Elle définit « les mémoires locales comme des formes locales d’interprétations d’événements passés faisant partie de l’identité des communautés concernées ». Ainsi a-t-elle pu investiguer sur les «mémoires transmises » mais aussi les « silences », les « oublis »
Il faut préciser que les personnes qui ont vu les effets du décret de 1905 n’existent plus au moment de l’étude. Dans les archives, l’auteur a pu trouver une « réclamation » des notables du Cercle de Kayes à l’attention de l’administration coloniale. Il s’agissait d’une plainte des notables contre « les habitants du village de liberté de Médine ». Les motifs sont cosignés. Il s’agit de « plusieurs incidents liés aux fuites d’esclaves vers ce village ». Il y a le ca très précis de « Hamadi Ba de Petit-Kayes » parti à la recherche de Nio Traoré, l’esclave de son frère ». Les « villages liberté » sont des villages où les anciens esclaves pouvaient être libres et bénéficier des « papiers de liberté ».
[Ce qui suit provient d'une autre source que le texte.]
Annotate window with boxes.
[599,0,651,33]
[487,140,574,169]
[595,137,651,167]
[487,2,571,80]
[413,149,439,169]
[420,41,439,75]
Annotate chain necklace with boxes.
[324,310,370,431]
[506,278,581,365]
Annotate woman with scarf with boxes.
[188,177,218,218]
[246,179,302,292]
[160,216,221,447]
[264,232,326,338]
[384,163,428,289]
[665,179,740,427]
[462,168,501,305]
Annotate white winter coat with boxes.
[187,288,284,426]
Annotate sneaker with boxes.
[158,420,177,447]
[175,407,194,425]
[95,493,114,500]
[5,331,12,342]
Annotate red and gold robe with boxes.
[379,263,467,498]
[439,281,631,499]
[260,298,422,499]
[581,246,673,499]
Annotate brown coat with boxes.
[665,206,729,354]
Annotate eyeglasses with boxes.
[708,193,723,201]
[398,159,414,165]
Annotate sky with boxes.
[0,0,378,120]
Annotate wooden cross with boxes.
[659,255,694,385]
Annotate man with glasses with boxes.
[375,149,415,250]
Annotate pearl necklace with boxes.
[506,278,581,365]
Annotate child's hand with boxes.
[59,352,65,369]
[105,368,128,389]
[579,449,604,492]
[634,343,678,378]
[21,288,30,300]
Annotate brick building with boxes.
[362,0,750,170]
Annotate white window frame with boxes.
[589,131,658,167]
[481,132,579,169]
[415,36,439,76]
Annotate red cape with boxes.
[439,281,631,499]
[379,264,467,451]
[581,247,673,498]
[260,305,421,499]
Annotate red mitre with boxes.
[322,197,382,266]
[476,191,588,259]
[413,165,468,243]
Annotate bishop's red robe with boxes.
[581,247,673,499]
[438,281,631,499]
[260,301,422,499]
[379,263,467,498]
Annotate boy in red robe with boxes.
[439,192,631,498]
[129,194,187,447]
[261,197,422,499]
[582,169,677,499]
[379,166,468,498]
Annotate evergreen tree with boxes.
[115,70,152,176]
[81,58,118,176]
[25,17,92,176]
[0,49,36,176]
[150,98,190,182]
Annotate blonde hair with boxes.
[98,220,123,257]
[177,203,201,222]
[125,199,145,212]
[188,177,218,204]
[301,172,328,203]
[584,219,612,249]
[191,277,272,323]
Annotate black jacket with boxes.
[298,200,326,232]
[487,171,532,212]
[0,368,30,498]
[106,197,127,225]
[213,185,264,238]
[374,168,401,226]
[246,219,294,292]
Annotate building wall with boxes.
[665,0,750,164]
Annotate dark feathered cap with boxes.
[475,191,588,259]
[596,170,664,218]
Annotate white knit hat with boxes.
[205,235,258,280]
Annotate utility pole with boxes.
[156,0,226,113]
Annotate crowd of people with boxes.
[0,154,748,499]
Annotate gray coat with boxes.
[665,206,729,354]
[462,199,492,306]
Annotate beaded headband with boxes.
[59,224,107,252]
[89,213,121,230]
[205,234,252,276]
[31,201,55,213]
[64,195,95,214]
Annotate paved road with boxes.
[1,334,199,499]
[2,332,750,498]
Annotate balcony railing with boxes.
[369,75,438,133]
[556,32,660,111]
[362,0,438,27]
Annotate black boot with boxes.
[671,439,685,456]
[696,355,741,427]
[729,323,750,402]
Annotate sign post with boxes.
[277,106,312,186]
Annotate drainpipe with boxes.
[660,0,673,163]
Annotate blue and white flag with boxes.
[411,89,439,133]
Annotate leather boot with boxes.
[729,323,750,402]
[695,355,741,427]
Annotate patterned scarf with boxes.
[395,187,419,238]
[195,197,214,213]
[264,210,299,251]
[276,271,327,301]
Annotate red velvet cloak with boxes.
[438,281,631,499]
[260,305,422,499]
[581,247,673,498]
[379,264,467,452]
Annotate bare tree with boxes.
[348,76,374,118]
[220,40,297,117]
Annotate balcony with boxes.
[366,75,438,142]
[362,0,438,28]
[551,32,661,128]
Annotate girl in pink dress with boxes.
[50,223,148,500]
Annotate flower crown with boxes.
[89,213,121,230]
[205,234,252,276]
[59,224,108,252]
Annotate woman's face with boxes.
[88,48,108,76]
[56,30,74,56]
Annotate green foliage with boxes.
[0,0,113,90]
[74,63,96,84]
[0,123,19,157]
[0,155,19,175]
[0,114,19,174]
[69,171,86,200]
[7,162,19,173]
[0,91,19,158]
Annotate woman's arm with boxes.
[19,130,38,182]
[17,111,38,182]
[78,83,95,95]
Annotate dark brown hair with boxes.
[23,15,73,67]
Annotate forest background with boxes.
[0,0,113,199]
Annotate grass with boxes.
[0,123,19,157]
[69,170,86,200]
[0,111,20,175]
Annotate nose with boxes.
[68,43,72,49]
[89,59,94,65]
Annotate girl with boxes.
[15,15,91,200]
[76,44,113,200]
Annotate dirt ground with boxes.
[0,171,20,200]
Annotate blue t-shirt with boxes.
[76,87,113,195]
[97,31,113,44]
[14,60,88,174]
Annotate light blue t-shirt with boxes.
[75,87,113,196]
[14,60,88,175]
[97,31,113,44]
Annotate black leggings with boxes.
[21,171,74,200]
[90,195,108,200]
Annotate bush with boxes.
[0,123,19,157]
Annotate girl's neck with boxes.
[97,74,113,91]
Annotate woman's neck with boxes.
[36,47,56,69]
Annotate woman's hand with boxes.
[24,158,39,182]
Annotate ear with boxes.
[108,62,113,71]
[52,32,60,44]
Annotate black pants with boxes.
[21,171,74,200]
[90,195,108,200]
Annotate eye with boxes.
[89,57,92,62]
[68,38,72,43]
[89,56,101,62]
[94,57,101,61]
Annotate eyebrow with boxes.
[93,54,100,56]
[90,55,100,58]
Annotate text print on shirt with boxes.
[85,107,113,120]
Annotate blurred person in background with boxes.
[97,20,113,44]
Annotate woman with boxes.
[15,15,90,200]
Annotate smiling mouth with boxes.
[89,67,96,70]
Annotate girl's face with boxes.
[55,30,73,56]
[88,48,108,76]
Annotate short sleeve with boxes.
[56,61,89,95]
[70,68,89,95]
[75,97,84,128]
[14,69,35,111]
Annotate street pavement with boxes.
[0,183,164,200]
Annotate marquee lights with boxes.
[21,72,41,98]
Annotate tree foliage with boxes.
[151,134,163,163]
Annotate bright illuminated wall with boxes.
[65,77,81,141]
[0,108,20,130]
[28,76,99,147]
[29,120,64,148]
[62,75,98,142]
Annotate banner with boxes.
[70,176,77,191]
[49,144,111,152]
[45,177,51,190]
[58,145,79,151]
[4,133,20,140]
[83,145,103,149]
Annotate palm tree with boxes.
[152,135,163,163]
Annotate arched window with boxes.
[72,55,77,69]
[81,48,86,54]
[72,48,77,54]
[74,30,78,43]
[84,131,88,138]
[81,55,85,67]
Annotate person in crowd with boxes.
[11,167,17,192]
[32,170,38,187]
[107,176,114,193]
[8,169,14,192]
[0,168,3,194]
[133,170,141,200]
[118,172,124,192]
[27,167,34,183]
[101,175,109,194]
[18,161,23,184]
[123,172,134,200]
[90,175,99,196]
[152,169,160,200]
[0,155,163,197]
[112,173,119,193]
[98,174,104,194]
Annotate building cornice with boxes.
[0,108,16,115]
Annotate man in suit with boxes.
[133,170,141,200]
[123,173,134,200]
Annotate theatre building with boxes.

Les anciens esclaves procèdent par évasion : « Les premiers esclaves évadés de Médine se sont d’abord réfugiés dans des grottes où ils/elles sont resté(e)s en attendant de se sentir suffisamment en sécurité pour pouvoir fonder leurs propres villages», lit-on. Le discours évolue. Après 1905, on ne parle plus d’esclaves mais « d’anciens domestiques/serviteurs », « d’anciens refugiés ». « Les villages de liberté » sont présentés comme des « villages de refuge ». En réalité, ce jeu de mots était l’illustration d’une pirouette magistrale. En laissant de côté la notion « de maîtres/esclaves », l’administration refoulait la réalité de l’esclavage. Elle est alors dans son rôle pour dire que l’esclavage n’est pas un problème.
Ragaillardis, la région de Kayes va connaître une série d’ « exodes » en direction du Wassoulou, de Bougouni, de Sikasso, d’où ils ont été pris et vendus. Les rapports administratifs parlent d’un effectif avoisinant 20% de la population esclave totale sur huit ans. Le récit est pathétique. L’auteur donne la parole à Adiétou Siby, né en 1928 à Marena : « Sa grand-mère qui s’appelait Kounadi Souko venait du Wassoulou.
Son grand-père Diarra Siby avait acheté à l’époque des guerres de Samori un groupe d’esclaves dans le Wassoulou dont sa grand-mère faisait partie, sans doute adolescente à l’époque.
Une fois installée et mariée à Marena, elle se mettait à pleurer à chaque fois qu’elle entendait et voyait des joueurs de balafon, un des instruments de musique utilisé dans sa région d’origine au Wassoulou. à Kayes, la problématique est réelle. En 1937, on peut lire ce portrait du Canton de Kayes : « Subdivision administrative créée par nous, peuplée d’anciens captifs libérés de races diverses avec prédominance de Bambara.
L’origine de ces populations et la diversité des races rendent le commandement de ce Canton très difficile ». Les archives de la justice coloniale sont aussi indicatives. En 1932, le tribunal de second degré de Kayes a condamné trente-neuf personnes au motif qu’elle ont déclenché une « bagarre à main armée », en réalité des « affrontements contre des anciens maîtres de manière préméditée par les anciens esclaves », soit « une rébellion ». La bagarre à mains armées a entraîné l’incendie d’un notable aisé du village de Sélifély.
Cette réalité historique a ses prolongements actuels dans l’épais contentieux social de l’ensemble de la Région de Kayes. L’esclavage domestique a encore de beaux jours devant lui.